I agree it's important to know what YOU want and simply be YOURSELF. In the end all of us are looking for someone who will love and accept us for who we are.
I believe the divorce rate is high due to people selecting the "wrong mate" for themselves. However in all honesty I think (at the time) they "believe" their marriage is (what they want). I imagine very few people marry with plans of getting a divorce or having affairs. The problem with most people as your article implies is they don't do enough introspective "thinking" to figure out who they are before selecting a mate. Instead we as a society buy into the notion of "go with your heart". The purpose of the mind is to protect the heart. I suspect the majority of relationships come about through happenstance or because of "chemistry". There are also other reasons people get married ranging from "circumstances" (age,tired of being single, parents/friends pushing them, it's a natural progression after dating/living with the same person for X amount of time...etc) Still I believe everyone knows they want "happiness". They just have not figured out what it takes for them to be happy. They know what they "want" but don't know what they "NEED". There's a big difference between the two.
One man's opinion! :-) - Very Interesting Hub!
Nice hub and tips
These are really good tips. Thank you!
a woman should always take care of herself no matter what no compromises full stop.then when this becomes easy for you you could assign 10 or 20% of you to others anyhow you wish it.remember if you cannot be your own queen u can never be anyones.
Great tips, very insightful advice on how to deal with men and dating them. I find your article very interesting. As a woman, I find most of them to be true. Keep it up.
Great points! I do have one small disagreement, though. I think it's important to figure out if his relationship goals and hers are compatible right from the beginning - no argument or persuasion necessary. If they're not, move on to someone whose goals are similar.
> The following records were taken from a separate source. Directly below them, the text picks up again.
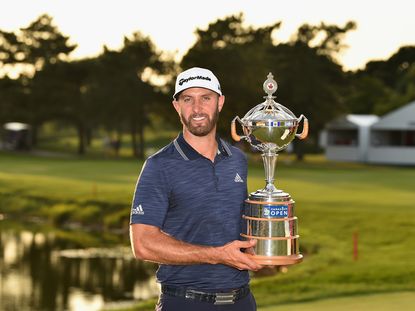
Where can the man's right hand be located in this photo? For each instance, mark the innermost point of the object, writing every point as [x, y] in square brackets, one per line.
[230, 254]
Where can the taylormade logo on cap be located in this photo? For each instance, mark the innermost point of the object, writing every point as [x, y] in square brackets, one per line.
[197, 77]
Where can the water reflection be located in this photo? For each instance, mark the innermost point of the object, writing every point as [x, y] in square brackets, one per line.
[45, 270]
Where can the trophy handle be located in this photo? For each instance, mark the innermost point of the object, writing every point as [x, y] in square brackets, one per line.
[304, 133]
[234, 134]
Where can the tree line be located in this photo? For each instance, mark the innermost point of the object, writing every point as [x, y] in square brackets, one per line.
[116, 90]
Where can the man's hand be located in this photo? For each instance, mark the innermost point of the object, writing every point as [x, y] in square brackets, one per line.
[230, 254]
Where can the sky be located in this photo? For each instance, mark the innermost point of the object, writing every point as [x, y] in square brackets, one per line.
[382, 26]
VirginiaLynne Level 6 Commenter 11 months ago
I think your basic advice that women need to be themselves is excellent. We all do tend to want to please a date, and I think it is good for married people to change to fit each other better, but in dating you don't want to falsely advertise. You are right that if someone likes who you are, then he is the right one for you and you should wait (and enjoy yourself and develop who you are) until you find someone who likes the person you are. I married late, at 32, and didn't date much at all before I met my husband. I actually think that isn't a bad way to go--he hadn't dated much either. It isn't that we were hiding somewhere--we were busy professionals who had many friendships and work to do. Now we have five kids and have been married 18 years!